ECB tarafından yapılan açıklamada, "Yunan hükümetinin Avrupa İstikrar Mekanizması'nın makroekonomik uyum programını uyguladığı görülmektedir. (ECB) kabul dilen şartlara uyumun süreceğini öngörmektedir" denildi.

Yunan bankaları, ülkenin euro bölgesinden atılmasıyla sonuçlanabilecek geçen yılki mali yardım müzakereleri sırasında ECB'nin olağan fon sağlama imkanına erişimi yitirdi.

Yunanistan merkezli aracı kurum Euroxx tarafından yayımlanan değerlendirmede, "Bu karar Yunan bankalarının fonlama maliyetinin azalması için hayati öneme sahip.

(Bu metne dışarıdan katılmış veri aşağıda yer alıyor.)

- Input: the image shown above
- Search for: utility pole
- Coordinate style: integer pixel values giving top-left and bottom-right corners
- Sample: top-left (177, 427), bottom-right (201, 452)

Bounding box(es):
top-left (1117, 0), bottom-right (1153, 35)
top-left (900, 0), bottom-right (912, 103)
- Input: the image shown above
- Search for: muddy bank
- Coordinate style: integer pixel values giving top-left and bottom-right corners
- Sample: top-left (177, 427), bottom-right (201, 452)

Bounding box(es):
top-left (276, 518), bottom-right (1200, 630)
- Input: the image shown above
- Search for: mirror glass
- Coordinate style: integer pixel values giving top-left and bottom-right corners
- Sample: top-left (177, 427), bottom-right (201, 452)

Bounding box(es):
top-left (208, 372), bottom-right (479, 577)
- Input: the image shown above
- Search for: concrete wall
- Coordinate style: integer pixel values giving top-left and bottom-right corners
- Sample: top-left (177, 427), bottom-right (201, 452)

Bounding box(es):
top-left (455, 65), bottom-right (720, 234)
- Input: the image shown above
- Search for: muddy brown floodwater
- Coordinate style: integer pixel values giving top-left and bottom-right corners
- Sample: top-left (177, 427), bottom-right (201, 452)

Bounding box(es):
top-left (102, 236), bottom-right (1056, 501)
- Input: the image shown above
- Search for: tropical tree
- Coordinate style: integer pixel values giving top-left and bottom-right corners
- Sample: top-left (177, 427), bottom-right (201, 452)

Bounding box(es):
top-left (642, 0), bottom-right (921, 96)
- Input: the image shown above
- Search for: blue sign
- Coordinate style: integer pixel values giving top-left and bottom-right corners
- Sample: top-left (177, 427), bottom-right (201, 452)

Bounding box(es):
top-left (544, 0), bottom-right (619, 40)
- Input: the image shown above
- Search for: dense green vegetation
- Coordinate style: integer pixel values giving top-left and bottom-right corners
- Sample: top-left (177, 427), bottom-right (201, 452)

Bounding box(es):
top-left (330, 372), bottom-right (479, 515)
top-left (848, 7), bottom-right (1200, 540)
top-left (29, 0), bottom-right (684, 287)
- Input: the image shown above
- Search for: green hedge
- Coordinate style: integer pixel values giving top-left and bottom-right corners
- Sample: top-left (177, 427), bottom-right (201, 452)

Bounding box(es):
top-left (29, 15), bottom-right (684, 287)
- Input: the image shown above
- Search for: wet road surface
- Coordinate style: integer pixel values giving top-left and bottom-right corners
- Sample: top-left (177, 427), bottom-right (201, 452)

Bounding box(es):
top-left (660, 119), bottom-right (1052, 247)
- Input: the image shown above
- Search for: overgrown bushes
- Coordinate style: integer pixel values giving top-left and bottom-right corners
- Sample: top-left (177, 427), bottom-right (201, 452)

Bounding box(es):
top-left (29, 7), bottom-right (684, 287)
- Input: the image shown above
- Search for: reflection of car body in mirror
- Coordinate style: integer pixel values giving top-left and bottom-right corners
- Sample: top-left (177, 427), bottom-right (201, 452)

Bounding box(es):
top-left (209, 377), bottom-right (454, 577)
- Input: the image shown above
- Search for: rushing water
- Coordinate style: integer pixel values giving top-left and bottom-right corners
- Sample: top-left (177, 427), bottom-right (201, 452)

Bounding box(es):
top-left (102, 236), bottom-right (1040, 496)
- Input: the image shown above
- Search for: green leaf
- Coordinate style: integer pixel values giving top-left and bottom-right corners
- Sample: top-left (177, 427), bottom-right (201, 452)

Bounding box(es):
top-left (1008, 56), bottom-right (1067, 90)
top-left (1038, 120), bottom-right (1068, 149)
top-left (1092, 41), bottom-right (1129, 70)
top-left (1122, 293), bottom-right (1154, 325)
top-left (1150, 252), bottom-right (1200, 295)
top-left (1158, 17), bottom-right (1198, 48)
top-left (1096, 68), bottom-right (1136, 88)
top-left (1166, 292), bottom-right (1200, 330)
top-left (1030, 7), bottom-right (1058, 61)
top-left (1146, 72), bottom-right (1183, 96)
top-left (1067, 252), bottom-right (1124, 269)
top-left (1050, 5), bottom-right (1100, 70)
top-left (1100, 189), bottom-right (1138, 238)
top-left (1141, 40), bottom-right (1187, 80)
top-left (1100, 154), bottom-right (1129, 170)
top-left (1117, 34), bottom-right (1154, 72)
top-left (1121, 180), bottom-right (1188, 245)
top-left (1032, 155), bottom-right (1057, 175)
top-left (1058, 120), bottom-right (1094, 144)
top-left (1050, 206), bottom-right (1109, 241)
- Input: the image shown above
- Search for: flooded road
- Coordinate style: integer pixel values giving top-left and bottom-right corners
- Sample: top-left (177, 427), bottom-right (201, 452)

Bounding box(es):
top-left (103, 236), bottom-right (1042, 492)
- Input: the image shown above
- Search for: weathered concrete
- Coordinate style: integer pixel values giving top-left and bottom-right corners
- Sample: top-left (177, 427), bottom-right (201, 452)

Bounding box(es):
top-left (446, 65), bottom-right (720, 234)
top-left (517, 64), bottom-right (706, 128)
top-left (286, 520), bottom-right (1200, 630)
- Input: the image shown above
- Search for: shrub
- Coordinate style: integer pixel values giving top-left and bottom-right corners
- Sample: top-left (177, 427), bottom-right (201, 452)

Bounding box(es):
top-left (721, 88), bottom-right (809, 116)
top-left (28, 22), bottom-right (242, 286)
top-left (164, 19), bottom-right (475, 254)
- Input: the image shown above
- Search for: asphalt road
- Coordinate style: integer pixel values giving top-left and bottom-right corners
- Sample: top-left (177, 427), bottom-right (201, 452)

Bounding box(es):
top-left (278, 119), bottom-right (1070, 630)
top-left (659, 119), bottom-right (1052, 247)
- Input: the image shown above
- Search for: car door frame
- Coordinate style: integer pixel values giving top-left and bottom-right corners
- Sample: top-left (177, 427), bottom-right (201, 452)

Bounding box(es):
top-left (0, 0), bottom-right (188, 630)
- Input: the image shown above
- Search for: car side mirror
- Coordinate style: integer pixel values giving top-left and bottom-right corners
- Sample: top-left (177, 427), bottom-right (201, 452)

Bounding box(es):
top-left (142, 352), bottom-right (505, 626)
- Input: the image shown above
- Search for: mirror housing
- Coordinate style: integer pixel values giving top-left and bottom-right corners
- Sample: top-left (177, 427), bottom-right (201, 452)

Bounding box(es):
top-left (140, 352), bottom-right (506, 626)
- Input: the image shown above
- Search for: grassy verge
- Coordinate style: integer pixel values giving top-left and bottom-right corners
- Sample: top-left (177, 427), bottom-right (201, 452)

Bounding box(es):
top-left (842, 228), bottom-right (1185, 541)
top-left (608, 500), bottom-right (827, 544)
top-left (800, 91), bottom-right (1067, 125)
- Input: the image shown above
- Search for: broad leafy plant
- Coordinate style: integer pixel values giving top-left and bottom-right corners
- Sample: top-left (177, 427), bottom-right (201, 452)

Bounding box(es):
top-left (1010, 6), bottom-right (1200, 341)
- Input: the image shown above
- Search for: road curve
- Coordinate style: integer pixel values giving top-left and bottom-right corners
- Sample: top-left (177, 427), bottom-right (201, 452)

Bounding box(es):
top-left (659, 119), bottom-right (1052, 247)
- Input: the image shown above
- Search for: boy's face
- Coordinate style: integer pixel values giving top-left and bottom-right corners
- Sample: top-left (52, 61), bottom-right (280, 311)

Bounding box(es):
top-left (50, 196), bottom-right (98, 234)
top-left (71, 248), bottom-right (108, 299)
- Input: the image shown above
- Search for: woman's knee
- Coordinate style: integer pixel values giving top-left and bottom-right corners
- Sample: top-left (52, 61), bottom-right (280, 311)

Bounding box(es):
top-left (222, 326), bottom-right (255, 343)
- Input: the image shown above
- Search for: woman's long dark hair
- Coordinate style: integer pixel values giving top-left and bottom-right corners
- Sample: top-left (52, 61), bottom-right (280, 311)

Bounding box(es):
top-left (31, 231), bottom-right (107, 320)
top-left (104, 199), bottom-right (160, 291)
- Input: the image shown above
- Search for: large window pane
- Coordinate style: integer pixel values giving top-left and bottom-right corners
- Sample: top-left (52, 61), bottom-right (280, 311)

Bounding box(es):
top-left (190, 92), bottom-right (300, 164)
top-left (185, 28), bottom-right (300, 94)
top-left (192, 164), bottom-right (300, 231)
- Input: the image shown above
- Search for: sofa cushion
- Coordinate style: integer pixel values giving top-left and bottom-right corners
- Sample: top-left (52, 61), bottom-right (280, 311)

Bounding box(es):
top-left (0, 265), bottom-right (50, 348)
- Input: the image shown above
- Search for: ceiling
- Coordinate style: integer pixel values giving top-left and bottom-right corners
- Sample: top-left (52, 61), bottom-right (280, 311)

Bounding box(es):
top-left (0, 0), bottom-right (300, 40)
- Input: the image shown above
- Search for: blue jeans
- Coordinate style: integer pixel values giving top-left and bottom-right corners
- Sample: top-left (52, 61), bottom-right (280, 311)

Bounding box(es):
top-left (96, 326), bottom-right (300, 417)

Ayrıca asıl zaruret olan mevduatın bankacılık sistemine geri dönmesi için, sermaye kontrollerinin hafifletilmesiyle birlikte önemli bir adım" denildi.

ECB'nin Yunan bankalarının tekrar olağan fon sağlamaya erişimine izin vermesi Yunanistan'a bir sonraki mali yardım diliminin serbest bırakmasını takip etti.

ECB Yunan devlet tahvillerinin, varlık alım programına dahil edilip edilemeyeceği değerlendirmesinin ise "sonraki bir aşamada" yapılacağını, ancak bunun için borçların sürdürülebilirliği ve başka konularda ne kadar mesafe alındığının görülmesi gerektiğini belirtti.